Aluminum decking is often used for hotel balconies. It is a very strong material, so it has a long lifespan.

Trex is a combination of polymers and wood flour. Trex is resistant to termite infestations. You can buy it easily because Trex is provided abundantly.

The last alternative for decks is vinyl, which is cheaper than pressure-treated wood. It has good resistance to termites and functions with proper maintenance. The vinyl deck also has a wide variety of shades and colors.

Pressure-treated deck cost per square foot

An average pressure-treated wood deck costs $6 per square foot or $12 to $18 per square foot, including installation.

Homeowners typically spend $6 to $8 per square foot on materials to build a deck with natural wood.

Cost can increase quickly if you are inexperienced with Pressure Treated Deck installations.

The average cost for a new deck installation is $7,696, ranging from $4,160 to $11,257. Hiring a licensed and insured contractor is recommended.

Before starting, make sure you have the Pressure Treated Deck manufacturer’s recommended installation requirements to avoid added costs in the long run.

A Comprehensive Guide to Pressure-Treated Decking Costs

We strongly recommend contacting reputable professionals for an accurate assessment of the work required and costs for your deck project before making any decisions or commitments.

To complete the labor tasks, we suggest laying out and installing 6-inch wide decking on your existing deck support framing, fabricating the decking, and securing it with corrosion-resistant flush-mount deck screws.

Estimates for pressure-treated deck costs may require an on-site inspection and are usually offered for free.
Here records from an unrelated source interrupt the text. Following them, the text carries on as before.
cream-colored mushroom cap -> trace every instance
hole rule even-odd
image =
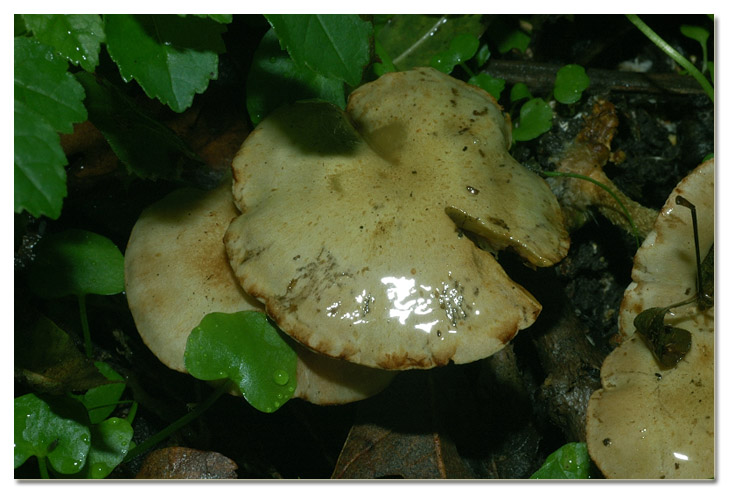
[[[488,93],[433,69],[360,87],[347,113],[281,108],[233,162],[231,266],[318,352],[385,369],[487,357],[541,307],[464,232],[537,266],[569,243],[557,200],[509,143]]]
[[[223,235],[238,215],[230,182],[214,191],[181,189],[147,208],[125,254],[129,308],[150,350],[169,368],[186,372],[190,332],[212,312],[262,311],[233,276]],[[393,373],[318,355],[290,340],[297,352],[294,397],[342,404],[381,391]]]
[[[634,259],[633,282],[619,316],[625,341],[604,361],[603,388],[588,404],[588,450],[608,478],[714,477],[714,309],[696,303],[670,310],[664,324],[692,335],[676,367],[662,369],[635,332],[634,318],[696,294],[697,263],[690,210],[697,208],[700,255],[714,243],[714,160],[683,179]]]

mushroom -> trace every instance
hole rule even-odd
[[[322,354],[392,370],[488,357],[541,306],[475,241],[538,267],[569,245],[510,139],[488,93],[428,68],[361,86],[346,113],[283,107],[233,161],[233,271]]]
[[[237,214],[226,181],[210,192],[173,192],[147,208],[132,229],[125,254],[129,308],[143,341],[169,368],[186,372],[187,338],[206,314],[263,310],[241,290],[223,247]],[[394,376],[287,340],[298,357],[294,397],[315,404],[352,402],[379,392]]]
[[[668,369],[634,328],[643,311],[697,294],[691,214],[676,198],[697,209],[704,259],[714,244],[714,165],[703,163],[677,185],[636,253],[619,316],[624,341],[604,361],[603,388],[588,404],[588,450],[606,477],[714,476],[714,309],[692,302],[669,310],[663,323],[690,332],[691,347]]]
Be prepared for a sales pitch during the estimate presentation.

The cost range for labor may vary due to differences in workload, job location, and seasonal wage rates.

Installation costs for complex deck configurations (non-rectangular shape, many corners, multiple levels, etc.) can vary greatly. We recommend collecting detailed bids from several qualified professionals for an accurate cost estimate.
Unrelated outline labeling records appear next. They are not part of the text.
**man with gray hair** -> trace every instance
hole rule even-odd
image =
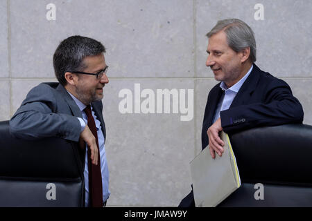
[[[206,66],[221,81],[208,95],[202,128],[202,149],[222,156],[224,142],[218,134],[261,126],[302,123],[303,110],[291,88],[258,68],[252,29],[236,19],[218,21],[207,34]],[[193,191],[180,206],[195,206]]]
[[[53,56],[59,83],[42,83],[31,89],[10,120],[10,132],[17,137],[58,137],[79,142],[85,203],[92,207],[105,206],[110,194],[101,102],[103,88],[109,81],[105,52],[101,42],[89,37],[63,40]]]

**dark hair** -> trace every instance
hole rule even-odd
[[[237,19],[218,21],[217,24],[206,36],[209,38],[221,30],[223,30],[227,35],[227,44],[229,48],[238,52],[250,47],[249,59],[251,62],[256,61],[257,47],[254,34],[247,23]]]
[[[64,77],[67,71],[82,71],[87,68],[83,62],[85,57],[105,52],[104,46],[93,39],[79,35],[67,38],[54,52],[53,67],[56,78],[60,84],[65,86],[67,84]]]

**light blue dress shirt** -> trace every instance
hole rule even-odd
[[[85,105],[83,102],[78,100],[76,97],[71,95],[69,91],[67,91],[69,94],[71,96],[71,97],[75,101],[75,103],[79,107],[79,109],[81,111],[81,114],[83,115],[83,119],[78,117],[81,124],[81,131],[85,129],[86,124],[87,124],[88,119],[86,113],[83,110],[86,108],[86,105]],[[103,200],[105,202],[108,198],[110,197],[110,192],[108,189],[108,180],[109,180],[109,172],[108,172],[108,166],[107,162],[106,160],[106,154],[105,154],[105,147],[104,144],[104,135],[102,132],[101,122],[98,119],[97,119],[96,116],[94,114],[94,111],[93,111],[93,108],[91,106],[91,110],[92,113],[93,118],[94,119],[94,122],[96,124],[96,129],[98,131],[98,146],[100,149],[100,160],[101,160],[101,172],[102,173],[102,188],[103,188]],[[89,171],[88,171],[88,155],[87,155],[87,146],[86,145],[86,155],[85,155],[85,171],[83,171],[83,174],[85,176],[85,206],[89,206]]]
[[[236,96],[236,94],[241,88],[241,86],[243,85],[243,84],[244,84],[247,77],[248,77],[249,75],[252,70],[253,67],[254,66],[252,65],[247,74],[245,74],[245,76],[242,77],[242,79],[241,79],[236,84],[233,85],[229,88],[227,88],[225,83],[224,83],[223,81],[221,82],[221,84],[220,84],[220,87],[222,88],[222,90],[223,90],[223,91],[225,91],[225,93],[220,99],[217,108],[216,108],[213,123],[214,123],[220,117],[220,111],[227,110],[229,108],[232,102],[235,98],[235,96]]]

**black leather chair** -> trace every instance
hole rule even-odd
[[[80,157],[75,142],[17,139],[1,122],[0,206],[83,206]]]
[[[242,185],[219,206],[312,206],[312,126],[261,127],[229,138]],[[254,198],[257,183],[263,200]]]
Our deck cost estimates exclude removal/disposal of old decking, repair of damage, and building of attached structures (benches, railings, etc.). Included are a foundation, framing, deck edging costs, and corrosion-resistant fastening (stainless steel, aluminum, or galvanized).
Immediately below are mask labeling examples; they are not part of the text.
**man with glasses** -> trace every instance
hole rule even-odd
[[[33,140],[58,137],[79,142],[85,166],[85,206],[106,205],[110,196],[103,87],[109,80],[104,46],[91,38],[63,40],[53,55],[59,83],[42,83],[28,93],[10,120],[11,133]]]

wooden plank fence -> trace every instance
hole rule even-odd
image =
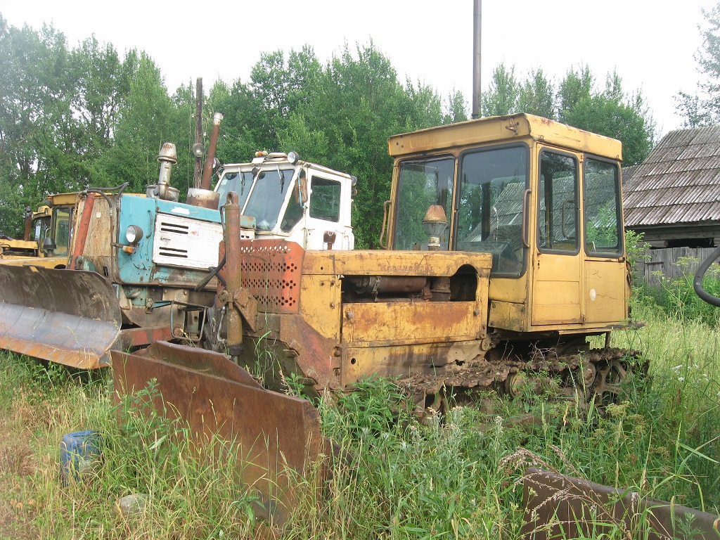
[[[659,285],[661,276],[670,279],[693,276],[700,263],[714,250],[715,248],[646,249],[644,256],[638,257],[634,270],[636,276],[642,276],[649,284]],[[713,266],[716,265],[717,263]],[[706,275],[712,271],[711,268]]]

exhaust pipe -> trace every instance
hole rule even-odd
[[[475,0],[473,4],[472,25],[472,116],[480,117],[480,48],[482,22],[482,0]]]
[[[173,166],[178,162],[175,145],[172,143],[166,143],[161,146],[158,161],[160,162],[160,176],[158,178],[158,183],[148,186],[145,194],[150,199],[176,202],[180,199],[180,192],[177,188],[170,186],[170,175],[172,173]]]

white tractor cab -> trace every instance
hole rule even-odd
[[[276,238],[304,249],[352,249],[352,192],[357,179],[297,154],[258,152],[250,163],[222,168],[215,192],[219,208],[229,192],[239,197],[241,214],[255,218],[256,229],[243,238]]]

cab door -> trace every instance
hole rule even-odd
[[[620,171],[616,161],[586,156],[582,163],[584,322],[627,317]]]
[[[531,325],[580,323],[580,155],[540,146],[537,163]]]

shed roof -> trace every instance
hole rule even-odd
[[[671,131],[624,178],[626,228],[720,220],[720,126]]]

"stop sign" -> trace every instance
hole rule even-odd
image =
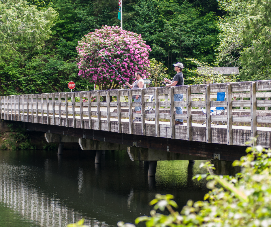
[[[73,89],[75,87],[75,83],[72,81],[70,81],[68,84],[68,87],[70,89]]]

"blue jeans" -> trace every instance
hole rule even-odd
[[[174,94],[174,101],[182,101],[182,98],[183,97],[183,94]],[[176,113],[182,114],[182,109],[181,106],[175,106],[176,109]],[[180,119],[175,119],[176,121],[180,121],[181,122],[183,122],[183,120]]]
[[[134,98],[133,99],[134,102],[141,101],[141,98],[139,98],[138,99],[137,99],[135,98]],[[140,111],[141,110],[141,106],[135,106],[135,110],[136,111]]]

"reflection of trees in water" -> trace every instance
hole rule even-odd
[[[0,202],[27,219],[34,222],[34,224],[61,227],[78,221],[83,217],[82,214],[68,208],[57,199],[44,193],[39,194],[36,190],[28,188],[23,184],[12,182],[7,177],[11,173],[7,173],[7,175],[6,170],[2,170],[3,171],[1,172],[4,174],[0,175]],[[80,180],[81,177],[82,177],[82,172],[79,171],[79,186],[82,182]],[[84,218],[85,223],[91,226],[109,225],[94,219]]]

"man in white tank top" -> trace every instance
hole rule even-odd
[[[125,82],[125,84],[129,86],[129,87],[132,89],[139,89],[143,88],[144,86],[144,81],[142,79],[142,74],[140,72],[136,72],[135,73],[135,77],[136,80],[132,85],[130,84],[128,82]],[[141,102],[141,97],[140,95],[133,95],[132,97],[133,99],[134,102]],[[144,98],[143,97],[143,99]],[[141,107],[140,106],[135,107],[135,109],[136,113],[141,112]],[[136,118],[133,121],[141,121],[141,118]]]

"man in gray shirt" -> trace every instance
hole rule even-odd
[[[183,75],[182,75],[182,69],[183,65],[180,62],[176,64],[173,64],[174,66],[174,70],[176,71],[177,74],[174,76],[172,81],[168,79],[165,79],[165,81],[166,82],[170,83],[167,84],[165,86],[167,88],[172,86],[182,86],[183,84]],[[174,94],[174,101],[182,101],[183,98],[183,94]],[[180,106],[175,106],[176,113],[182,114],[182,109]],[[183,120],[180,119],[175,119],[175,124],[183,124]]]
[[[139,89],[143,88],[144,86],[144,83],[142,76],[142,74],[140,72],[136,72],[135,73],[135,77],[137,80],[135,81],[132,85],[130,84],[128,82],[125,82],[125,84],[127,85],[128,85],[130,88],[132,89]],[[140,95],[133,95],[132,98],[133,99],[134,102],[141,102],[141,96]],[[144,97],[143,97],[143,99],[144,100]],[[141,112],[141,107],[135,107],[135,109],[136,113]],[[133,122],[141,121],[141,118],[136,118],[133,120]]]

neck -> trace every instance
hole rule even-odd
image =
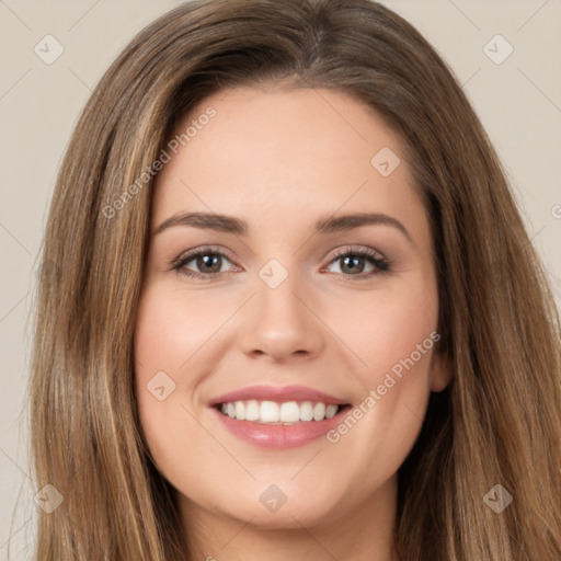
[[[351,497],[347,504],[355,504]],[[352,508],[311,518],[285,515],[277,524],[260,523],[204,508],[180,495],[188,561],[399,561],[394,542],[397,476]],[[280,511],[278,512],[278,514]]]

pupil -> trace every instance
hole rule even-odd
[[[357,256],[354,256],[354,257],[348,257],[348,256],[346,256],[346,257],[344,257],[344,259],[343,259],[343,262],[344,262],[344,267],[343,267],[343,270],[344,270],[345,267],[348,267],[348,270],[350,270],[350,271],[356,271],[357,268],[359,268],[359,271],[358,271],[358,272],[360,273],[360,272],[362,272],[362,270],[364,268],[364,266],[363,266],[363,267],[360,267],[360,266],[358,265],[358,262],[360,262],[362,260],[363,260],[363,257],[357,257]]]
[[[213,255],[213,256],[209,256],[209,254],[207,255],[202,255],[199,256],[199,262],[197,263],[197,265],[199,266],[199,268],[203,268],[201,266],[201,264],[204,264],[207,268],[208,266],[210,266],[210,268],[213,267],[213,265],[216,265],[218,263],[218,270],[215,271],[210,271],[210,273],[218,273],[220,271],[220,255]]]

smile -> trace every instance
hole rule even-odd
[[[261,424],[294,425],[324,421],[335,416],[344,405],[311,401],[229,401],[217,405],[224,415]]]

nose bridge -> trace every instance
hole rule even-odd
[[[313,302],[307,302],[306,295],[311,290],[305,275],[295,270],[296,262],[290,260],[285,266],[278,259],[271,259],[257,271],[256,294],[241,334],[245,353],[279,359],[296,353],[316,354],[322,347],[321,325],[309,309],[313,309]]]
Higher-priced pressure-treated decking often offers more durable materials, extended warranties, and improved appearance and finish options.

Pressure-treated deck installation costs vary by location. To get an accurate estimate in your area, enter your zip code in our calculator.

You can reduce your total project cost by having multiple vendors bid on the same detailed work specification for your deck project.

And you can save on installation costs by combining similar jobs or having the project done during low-demand periods for the contractor.